For those who guessed Small sit-in for the kids / Whitewater kayak / South African Ski..

WRONG, WRONG, WRONG..

And for those who guessed SIK (not many of you) well I guess you're right. Its actually a Sea Kayak and I think the only one with an idea was AWTY who had some inside knowledge gathered from another forum ;-) .

Yep, I have a new kayak. It's actually not MINE officially, it's my brother in laws. But as it's been sitting in his shed for 3 years gathering dust I thought I'd do the good brother-in-lawy thing and give it a good home. And as it came at the right price (ie free) its even better.

I'm thinking of doing some longer paddles and want to improve my technique and all round paddling skills so I'll be heading over to the dark side (ie no fishing from this baby) every now and then. I'll still be fishing from my Prowler when the fish are biting, but for a bit of fitness and to cover some longer distances and possible camping trips I'll be giving this baby a run.
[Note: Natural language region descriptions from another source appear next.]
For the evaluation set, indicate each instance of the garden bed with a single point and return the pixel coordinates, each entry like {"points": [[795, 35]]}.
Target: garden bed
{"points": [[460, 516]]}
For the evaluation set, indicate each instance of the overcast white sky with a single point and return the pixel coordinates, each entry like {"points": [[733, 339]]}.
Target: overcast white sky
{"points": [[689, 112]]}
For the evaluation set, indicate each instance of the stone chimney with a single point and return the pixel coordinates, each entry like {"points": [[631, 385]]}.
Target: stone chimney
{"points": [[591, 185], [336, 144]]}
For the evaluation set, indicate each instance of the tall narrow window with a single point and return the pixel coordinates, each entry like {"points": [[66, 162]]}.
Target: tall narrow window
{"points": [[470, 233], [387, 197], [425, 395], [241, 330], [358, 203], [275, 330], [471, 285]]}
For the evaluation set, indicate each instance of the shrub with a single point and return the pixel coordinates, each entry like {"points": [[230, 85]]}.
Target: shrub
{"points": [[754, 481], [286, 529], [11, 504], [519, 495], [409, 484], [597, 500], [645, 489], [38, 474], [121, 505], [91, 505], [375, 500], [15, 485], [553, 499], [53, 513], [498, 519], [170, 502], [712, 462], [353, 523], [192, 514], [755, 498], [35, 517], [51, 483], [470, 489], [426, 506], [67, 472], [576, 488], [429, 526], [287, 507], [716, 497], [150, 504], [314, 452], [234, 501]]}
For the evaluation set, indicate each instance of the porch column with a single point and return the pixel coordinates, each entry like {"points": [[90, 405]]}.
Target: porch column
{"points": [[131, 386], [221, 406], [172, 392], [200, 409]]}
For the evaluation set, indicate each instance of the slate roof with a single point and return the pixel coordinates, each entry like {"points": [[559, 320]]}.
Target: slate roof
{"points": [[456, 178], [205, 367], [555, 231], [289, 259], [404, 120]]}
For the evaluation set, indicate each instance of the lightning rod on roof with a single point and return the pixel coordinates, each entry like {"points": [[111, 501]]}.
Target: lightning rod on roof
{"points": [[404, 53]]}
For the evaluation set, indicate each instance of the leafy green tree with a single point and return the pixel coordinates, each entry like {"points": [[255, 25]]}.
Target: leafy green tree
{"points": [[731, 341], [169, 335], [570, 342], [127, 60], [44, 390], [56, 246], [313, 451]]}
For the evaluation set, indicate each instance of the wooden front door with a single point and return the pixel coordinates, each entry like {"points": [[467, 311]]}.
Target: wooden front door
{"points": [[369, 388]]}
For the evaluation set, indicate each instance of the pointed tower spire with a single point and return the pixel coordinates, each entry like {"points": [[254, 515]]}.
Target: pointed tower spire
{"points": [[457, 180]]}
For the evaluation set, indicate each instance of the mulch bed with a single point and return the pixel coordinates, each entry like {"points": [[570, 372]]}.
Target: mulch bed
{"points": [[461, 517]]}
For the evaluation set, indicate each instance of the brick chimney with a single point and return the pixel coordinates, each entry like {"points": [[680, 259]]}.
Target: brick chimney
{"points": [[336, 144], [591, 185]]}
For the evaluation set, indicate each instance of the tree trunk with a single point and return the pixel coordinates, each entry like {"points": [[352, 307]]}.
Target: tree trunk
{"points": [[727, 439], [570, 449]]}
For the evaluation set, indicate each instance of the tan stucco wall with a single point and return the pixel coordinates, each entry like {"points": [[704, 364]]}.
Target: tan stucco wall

At 5.2 metres long, 62cm wide, kevlar/composite construction and weighing 17kg I reckon it should go like the clappers (compared to my SOT anyway). Its probably 10 years old and has some cracks and holes which I'll need to patch up first and the sail mount is rooted so will need to be replaced, but I'll deal with that at a later time (after I've gotten used to paddling it first).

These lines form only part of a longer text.